Dr Yuhanon Mar Diascoros, Metropolitan
Indian Orthodox Church in Australia
Serbian Orthodox Church
GOD’S PEACE — CHRIST IS BORN!
“When the fullness of time had come, God sent his Son, born of a woman, born under the law, in order to redeem those who were under the law – so that we might receive adoption as children” (Gal. 4:4-5). The Son of God accepted our human nature in order to reconcile it to its Creator, placing it in the perfect communion of His all-encompassing love.
However, the world today no longer finds its point of origin and the source of its communion in God. Our contemporaries express a strong sense of the parity, in which natural or cultural distinctions become obstacles that must be “overcome” or cast aside for the sake of society. Persons shun the community of salvation in favour of individual freedom, devising new directions for their life.
The sanctity of the most intimate human community – marriage, and with it family is compromised before diversity without unity. The sacramental character of marriage and family life is sacrificed before plurality and already legally challenged in New Zealand and seeking an open horizon in Australia.
Yet, that Child of Bethlehem “has made known to us the mystery of His will – according to His good pleasure – that He set forth in Him, to be put into effect in the fullness of time, to bring all things in heaven and on earth together in Christ" (Eph. 1:9-10). Rejoice today in His birth.
TRULY, HE IS BORN!
The Serbian Orthodox Church, Metropolitanate of Australia and New Zealand
The Salvation Army
Christmas is often referred to as a family time and sadly this is not true for everyone.
Our theme for this Christmas is Connect, with the idea of connecting with family, friends and neighbours. Over the years I have observed many Christmases in different places and lands and I have listened to some very sad stories about people’s inability to connect because of lack of forgiveness.
There is something sad about being disconnected and Christmas time seems to highlight this perhaps more than any other time in the year.
It’s hard for me to understand people being estranged from one another, not speaking, not being in touch for years, having no connection with people with whom they once shared life.
Christmas is one of those seasons where we can seem caught up in a tug-of-war between feeling the joy of being truly connected and feeling the pain of disconnection.
The message of Christmas is one of God connecting with us. In 2 Corinthians 5 verse 19 we read: “God was in Christ, reconciling the world unto himself.” To be reconciled is to be restored to friendship or harmony. At Christmas we celebrate the coming of Christ into the world enabling us to connect with God.
Our prayer is for those who are disconnected at this Christmas time.

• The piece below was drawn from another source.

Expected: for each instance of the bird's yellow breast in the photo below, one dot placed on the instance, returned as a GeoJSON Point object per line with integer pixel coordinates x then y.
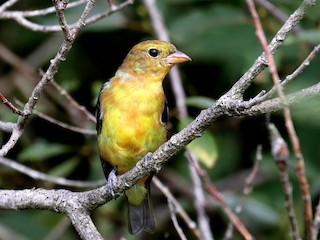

James Condon, Commissioner Floyd Tidd, Commissioner
The Salvation Army The Salvation Army
Australia Eastern Territory Australia Southern Territory
Uniting Church in Australia
“The people who walked in darkness have seen a great light” (Isaiah 9:2). Jesus was born in very “dark” times. The people suffered under a brutal Roman occupation. Injustice and random violence were commonplace. Many were very poor. They lacked capable leadership. They were divided amongst themselves. They “walked in darkness”. By the time the Gospels were written down, a generation later, things had only become worse. The birth of Christ was proclaimed as a beacon of hope in seemingly hopeless times: God has remembered us. The Saviour is born.
The message of Christmas is still addressed to people going through times of “darkness”: God has not forgotten you and, even now in the darkest moment, God is initiating your salvation.
This Christmas I invite you to remember all who “walk in darkness” – especially Australia’s First Peoples, who continue to miss out on sharing the benefits of this wealthy nation; asylum seekers and refugees living in our communities and held in detention, still searching for safety and freedom; our sisters and brothers in the Middle East experiencing the terrors of war, civil unrest and political violence. And remember that the message of Christmas is for you too, in your own time of “darkness”: God remembers you, loves you, and is saving you.